By the time their twelfth birthday rolls around, that synchronicity is broken. Sam feels like time has ripped his brother away from him. Over the course of a handful of months, Dean grows enough that he _looks_ older, like they're separated by years instead of a few scant minutes. People start looking at them differently. Every time a waitress smiles at Dean but pinches Sam's cheek, every time a girl tries to catch Dean's eye and calls Sam his "kid brother", it's like needles are being jabbed under Sam's skin. Sam figures that in reality, there's no more than four inches separating them, but those four inches are enough to change _everything_. Dean looks, acts, like a teenager, and Sam still looks like a fucking _kid_. 
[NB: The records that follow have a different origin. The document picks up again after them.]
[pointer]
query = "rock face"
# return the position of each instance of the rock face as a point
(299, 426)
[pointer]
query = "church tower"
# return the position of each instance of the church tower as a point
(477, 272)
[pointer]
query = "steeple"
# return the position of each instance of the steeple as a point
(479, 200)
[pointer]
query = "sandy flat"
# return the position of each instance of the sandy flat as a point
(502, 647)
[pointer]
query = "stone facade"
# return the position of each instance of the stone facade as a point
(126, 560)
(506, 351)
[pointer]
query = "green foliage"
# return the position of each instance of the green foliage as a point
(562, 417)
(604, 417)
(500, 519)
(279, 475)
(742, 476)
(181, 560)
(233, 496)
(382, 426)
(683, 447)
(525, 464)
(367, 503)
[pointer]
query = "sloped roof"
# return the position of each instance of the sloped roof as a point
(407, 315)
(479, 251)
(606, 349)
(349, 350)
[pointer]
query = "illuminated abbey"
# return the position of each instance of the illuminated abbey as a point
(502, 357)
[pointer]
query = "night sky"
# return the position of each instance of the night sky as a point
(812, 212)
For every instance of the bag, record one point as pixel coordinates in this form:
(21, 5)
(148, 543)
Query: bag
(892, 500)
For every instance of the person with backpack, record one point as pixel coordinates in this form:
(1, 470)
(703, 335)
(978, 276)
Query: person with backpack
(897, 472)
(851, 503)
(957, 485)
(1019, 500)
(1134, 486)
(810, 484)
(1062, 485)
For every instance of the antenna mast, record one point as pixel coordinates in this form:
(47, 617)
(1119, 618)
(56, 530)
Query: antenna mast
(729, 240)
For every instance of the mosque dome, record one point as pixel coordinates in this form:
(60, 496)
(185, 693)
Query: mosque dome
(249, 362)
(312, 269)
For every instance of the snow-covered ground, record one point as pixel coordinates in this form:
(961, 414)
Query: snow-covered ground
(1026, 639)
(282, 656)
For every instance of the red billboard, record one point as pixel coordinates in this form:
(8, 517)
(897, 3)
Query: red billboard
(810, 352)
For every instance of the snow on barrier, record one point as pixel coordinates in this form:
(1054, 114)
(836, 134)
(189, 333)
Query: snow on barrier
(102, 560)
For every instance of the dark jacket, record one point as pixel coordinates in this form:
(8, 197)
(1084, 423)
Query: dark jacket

It's not even like Dean's gotten the bad parts of being a teenager, either. His skin is completely clear except for a golden spray of freckles. He's filling out, getting broad, and Sam's still so skinny he looks more closely related to a beanpole than to his twin, let alone their ox of a father. 

If it weren't for the steady, comforting thump of Dean's heart beating next to his own, Sam would probably be going crazy. More crazy. 

Dean doesn't mean to do it, Sam knows. But there's a hungry place inside of Dean that even Sam hasn't been able to fill, and some part of him revels in the solitary attention. He's the perfect image of glowing, vital health, and even at his most lonely Sam can't think of that as a bad thing. 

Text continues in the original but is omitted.